In 1925, Benjamin Elijah Mays returned to State College to teach English after earning an M.A. from the University of Chicago. Benjamin and Sadie were both on staff at State College during the 1925-26 academic year and began a courtship during this period. After months of courtship, they married on August 9, 1926.

They moved to Tampa, Florida from 1926-28 where she was a social worker for the National Urban League. They then moved to Atlanta, Georgia in 1928 where she served as a social worker for the Georgia Study of Negro Child Welfare and taught at the Atlanta University School of Social Work. Her and her husband would attend graduate school at the University of Chicago where she would earn a master’s degree from Department of Social Service Administration. In 1934, her husband began a six year term as dean of religious studies at Howard University. During this period she was a social worker at the National Youth Administration, and also taught at Howard University.

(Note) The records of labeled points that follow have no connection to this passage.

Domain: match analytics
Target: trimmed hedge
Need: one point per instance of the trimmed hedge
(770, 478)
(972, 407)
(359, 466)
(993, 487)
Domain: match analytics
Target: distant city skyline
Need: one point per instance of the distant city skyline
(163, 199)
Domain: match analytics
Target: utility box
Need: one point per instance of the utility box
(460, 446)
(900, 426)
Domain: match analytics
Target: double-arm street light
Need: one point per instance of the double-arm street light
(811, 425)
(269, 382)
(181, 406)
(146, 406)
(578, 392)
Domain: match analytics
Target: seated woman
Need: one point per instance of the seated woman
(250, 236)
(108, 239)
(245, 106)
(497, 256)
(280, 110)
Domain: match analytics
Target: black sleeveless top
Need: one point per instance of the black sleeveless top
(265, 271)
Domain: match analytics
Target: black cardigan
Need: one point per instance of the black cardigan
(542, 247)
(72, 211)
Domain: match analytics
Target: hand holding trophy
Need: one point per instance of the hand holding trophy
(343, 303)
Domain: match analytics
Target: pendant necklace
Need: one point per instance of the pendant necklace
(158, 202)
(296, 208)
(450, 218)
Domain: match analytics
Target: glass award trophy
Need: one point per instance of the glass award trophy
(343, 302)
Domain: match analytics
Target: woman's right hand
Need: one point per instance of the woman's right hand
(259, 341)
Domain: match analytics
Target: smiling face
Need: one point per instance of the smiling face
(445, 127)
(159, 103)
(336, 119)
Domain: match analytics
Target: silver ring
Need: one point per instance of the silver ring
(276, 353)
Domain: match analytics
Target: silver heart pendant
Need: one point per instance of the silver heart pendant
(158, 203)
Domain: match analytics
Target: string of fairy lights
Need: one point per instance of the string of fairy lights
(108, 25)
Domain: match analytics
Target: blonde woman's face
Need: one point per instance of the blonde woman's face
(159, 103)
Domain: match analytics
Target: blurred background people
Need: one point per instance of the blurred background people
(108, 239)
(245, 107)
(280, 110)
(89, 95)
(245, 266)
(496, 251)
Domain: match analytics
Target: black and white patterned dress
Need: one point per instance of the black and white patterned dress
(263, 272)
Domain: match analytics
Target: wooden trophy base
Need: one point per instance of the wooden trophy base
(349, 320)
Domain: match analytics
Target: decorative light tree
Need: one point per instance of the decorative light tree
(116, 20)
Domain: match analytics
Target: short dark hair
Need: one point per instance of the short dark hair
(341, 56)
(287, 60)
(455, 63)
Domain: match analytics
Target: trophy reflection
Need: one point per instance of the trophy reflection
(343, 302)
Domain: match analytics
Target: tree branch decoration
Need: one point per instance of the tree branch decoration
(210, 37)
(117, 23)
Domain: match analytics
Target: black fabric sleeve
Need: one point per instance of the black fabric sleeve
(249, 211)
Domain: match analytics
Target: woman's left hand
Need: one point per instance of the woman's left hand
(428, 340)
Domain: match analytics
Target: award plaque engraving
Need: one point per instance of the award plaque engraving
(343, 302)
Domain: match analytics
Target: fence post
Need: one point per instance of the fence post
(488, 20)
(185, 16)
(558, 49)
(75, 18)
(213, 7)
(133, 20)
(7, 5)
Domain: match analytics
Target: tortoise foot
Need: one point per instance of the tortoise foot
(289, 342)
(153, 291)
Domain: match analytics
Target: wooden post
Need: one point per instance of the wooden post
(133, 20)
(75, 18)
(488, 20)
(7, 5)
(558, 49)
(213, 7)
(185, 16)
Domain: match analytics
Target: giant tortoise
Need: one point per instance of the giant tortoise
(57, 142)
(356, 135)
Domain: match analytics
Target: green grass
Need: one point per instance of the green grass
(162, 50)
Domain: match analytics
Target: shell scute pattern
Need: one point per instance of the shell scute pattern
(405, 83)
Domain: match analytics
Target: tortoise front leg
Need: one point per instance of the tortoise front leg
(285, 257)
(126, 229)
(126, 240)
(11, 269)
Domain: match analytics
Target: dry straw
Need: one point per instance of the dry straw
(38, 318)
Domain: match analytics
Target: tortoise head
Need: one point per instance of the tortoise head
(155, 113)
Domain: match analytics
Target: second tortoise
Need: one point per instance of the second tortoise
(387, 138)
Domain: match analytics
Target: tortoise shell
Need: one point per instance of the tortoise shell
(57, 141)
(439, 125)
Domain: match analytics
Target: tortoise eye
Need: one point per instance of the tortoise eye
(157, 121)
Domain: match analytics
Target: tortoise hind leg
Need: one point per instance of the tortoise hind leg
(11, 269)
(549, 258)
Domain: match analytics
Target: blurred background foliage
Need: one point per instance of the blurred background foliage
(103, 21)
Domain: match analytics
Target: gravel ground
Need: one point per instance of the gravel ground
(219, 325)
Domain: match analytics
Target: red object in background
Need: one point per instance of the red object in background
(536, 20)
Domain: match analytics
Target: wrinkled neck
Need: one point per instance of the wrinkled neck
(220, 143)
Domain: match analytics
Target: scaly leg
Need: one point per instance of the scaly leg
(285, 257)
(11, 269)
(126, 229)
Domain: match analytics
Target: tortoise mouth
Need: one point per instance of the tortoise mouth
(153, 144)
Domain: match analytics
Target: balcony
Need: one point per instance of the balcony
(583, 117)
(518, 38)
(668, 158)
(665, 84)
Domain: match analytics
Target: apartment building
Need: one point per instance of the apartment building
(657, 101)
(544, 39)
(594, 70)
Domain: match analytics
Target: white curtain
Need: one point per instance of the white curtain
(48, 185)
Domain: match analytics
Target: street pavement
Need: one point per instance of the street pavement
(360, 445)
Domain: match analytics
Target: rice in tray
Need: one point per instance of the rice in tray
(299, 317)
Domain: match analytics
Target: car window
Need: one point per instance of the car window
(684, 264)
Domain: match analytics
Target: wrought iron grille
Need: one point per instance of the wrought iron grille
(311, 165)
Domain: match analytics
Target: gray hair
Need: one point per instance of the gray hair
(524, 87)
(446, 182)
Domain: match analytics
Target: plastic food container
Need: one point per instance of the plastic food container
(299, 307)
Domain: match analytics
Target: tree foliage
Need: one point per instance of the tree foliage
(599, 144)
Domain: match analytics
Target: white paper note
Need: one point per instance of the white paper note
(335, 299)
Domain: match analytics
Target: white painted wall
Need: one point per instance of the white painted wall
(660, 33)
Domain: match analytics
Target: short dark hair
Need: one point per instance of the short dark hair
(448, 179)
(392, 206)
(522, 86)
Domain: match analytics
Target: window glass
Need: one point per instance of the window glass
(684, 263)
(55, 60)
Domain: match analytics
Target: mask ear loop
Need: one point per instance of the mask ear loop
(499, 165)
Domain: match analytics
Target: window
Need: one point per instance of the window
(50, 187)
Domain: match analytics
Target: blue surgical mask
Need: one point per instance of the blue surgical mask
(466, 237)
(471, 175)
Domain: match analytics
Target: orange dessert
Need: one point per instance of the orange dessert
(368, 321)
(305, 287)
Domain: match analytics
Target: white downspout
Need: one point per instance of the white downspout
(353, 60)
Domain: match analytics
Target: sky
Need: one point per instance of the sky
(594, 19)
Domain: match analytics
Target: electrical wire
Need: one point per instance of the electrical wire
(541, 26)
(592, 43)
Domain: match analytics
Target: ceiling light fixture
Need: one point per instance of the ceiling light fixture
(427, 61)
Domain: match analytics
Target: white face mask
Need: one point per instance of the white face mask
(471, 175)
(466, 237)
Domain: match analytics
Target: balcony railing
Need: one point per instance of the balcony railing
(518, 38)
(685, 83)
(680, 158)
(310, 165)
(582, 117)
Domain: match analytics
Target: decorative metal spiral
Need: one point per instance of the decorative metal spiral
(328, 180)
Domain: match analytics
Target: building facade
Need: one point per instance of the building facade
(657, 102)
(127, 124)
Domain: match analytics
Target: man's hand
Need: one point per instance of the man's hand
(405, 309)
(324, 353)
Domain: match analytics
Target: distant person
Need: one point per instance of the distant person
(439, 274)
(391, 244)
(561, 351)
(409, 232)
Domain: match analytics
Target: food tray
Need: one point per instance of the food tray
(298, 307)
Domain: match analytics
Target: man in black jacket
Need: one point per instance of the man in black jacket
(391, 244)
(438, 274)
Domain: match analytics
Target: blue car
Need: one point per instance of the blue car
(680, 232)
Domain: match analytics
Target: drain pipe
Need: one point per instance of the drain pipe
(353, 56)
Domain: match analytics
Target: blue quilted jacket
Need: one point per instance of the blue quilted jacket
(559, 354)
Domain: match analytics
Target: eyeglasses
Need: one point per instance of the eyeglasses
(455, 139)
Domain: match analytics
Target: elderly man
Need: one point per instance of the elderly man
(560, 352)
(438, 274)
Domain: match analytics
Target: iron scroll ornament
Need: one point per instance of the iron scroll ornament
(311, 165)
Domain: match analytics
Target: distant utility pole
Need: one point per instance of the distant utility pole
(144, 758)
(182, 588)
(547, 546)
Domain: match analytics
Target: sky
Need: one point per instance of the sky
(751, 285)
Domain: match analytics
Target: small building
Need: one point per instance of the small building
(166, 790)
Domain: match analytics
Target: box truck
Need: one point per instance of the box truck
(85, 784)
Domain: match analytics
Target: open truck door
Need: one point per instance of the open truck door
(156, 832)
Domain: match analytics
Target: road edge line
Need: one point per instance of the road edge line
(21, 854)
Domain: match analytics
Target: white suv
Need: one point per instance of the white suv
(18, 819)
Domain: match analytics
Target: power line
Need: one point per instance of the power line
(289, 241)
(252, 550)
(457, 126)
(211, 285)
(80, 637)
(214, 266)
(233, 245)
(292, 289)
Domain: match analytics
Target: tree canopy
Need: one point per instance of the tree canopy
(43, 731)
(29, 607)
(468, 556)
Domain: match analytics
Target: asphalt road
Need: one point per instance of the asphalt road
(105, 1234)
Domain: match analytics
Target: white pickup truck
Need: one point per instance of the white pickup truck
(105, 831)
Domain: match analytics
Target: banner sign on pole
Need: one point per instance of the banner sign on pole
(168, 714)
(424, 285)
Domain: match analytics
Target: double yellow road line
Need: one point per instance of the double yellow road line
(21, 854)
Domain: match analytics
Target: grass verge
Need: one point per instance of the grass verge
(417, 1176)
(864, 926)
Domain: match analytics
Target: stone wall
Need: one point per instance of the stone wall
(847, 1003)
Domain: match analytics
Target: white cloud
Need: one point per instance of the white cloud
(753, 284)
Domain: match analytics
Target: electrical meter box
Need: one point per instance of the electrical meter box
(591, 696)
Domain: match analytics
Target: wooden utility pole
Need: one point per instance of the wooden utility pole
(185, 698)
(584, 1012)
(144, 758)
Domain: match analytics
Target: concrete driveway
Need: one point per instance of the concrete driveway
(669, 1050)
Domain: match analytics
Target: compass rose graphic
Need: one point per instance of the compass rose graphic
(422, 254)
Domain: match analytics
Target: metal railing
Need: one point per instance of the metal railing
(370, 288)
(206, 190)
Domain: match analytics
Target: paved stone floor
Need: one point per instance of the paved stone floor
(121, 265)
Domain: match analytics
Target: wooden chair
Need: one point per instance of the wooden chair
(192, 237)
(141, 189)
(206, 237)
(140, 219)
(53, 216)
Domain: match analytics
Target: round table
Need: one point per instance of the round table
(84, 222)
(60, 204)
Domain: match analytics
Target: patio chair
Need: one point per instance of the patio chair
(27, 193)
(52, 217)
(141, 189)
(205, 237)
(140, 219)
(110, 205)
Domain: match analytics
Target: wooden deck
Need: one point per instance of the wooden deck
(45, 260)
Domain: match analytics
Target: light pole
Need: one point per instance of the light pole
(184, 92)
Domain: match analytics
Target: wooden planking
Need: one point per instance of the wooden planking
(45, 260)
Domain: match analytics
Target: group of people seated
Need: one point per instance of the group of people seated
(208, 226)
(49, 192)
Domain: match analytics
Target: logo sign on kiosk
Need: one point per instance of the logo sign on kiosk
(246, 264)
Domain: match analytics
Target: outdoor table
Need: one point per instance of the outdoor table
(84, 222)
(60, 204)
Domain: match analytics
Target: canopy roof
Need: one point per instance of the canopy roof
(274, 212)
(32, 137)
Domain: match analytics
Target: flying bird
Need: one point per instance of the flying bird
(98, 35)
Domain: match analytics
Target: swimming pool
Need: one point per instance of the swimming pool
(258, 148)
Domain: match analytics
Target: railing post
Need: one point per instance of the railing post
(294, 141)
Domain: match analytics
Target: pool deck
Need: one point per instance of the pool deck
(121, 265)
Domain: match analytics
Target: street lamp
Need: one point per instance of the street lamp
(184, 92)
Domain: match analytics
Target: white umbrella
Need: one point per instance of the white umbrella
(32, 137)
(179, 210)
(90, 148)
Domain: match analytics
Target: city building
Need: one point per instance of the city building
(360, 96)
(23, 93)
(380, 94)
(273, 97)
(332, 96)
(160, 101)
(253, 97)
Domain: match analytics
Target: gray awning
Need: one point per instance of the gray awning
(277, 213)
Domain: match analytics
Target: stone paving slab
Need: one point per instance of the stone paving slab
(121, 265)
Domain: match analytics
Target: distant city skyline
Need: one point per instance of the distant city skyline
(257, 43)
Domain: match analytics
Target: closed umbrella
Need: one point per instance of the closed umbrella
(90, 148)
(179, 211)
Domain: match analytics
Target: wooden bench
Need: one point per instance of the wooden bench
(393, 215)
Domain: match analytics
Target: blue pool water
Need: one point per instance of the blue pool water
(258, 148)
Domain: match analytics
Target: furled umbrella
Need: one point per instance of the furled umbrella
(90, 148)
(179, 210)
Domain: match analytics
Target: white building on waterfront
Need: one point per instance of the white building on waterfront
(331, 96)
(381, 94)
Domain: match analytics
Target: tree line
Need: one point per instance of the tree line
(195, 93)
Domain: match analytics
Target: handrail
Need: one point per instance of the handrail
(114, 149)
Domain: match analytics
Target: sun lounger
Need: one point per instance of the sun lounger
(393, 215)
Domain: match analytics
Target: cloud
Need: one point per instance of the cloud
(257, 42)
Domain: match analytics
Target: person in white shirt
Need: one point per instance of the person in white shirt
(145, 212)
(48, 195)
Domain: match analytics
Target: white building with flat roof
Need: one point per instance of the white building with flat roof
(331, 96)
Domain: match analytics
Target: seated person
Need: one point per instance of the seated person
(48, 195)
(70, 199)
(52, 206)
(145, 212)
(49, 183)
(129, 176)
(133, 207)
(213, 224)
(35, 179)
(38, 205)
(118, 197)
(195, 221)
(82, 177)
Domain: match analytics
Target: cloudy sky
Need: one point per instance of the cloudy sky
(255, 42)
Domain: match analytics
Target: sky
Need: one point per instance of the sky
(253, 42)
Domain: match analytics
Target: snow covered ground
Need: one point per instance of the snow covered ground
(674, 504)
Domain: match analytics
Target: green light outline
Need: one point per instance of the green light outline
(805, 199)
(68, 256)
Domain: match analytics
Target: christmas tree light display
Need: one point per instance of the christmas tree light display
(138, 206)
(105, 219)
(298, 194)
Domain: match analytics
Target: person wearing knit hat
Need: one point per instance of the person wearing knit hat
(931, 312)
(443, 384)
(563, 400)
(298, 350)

Her husband was offered the presidency of Morehouse College on March 10, 1940 and inaugurated as the sixth president on August 1, 1940. He would serves as president of Morehouse College from 1940 to 1967. She taught at Spelman College during this time and was a frequent lecturer on social topics in Atlanta, focusing often on women’s issues. She would later work to establish the Atlanta Association for Convalescent Aged Persons and serve as its first president. This non-profit organization would open Happy Haven, a nursing home for the elderly black residents of Atlanta. Mrs. Sadie G. Mays was admitted to Happy Haven Nursing Home during the summer of 1969 and she passed away there on October 10, 1969. The nursing home was renamed the Sadie G. Mays Memorial Nursing Home on December 20, 1972, in honor of her memory. It is now the Sadie G. Mays Health and Rehabilitation Center in Atlanta, GA.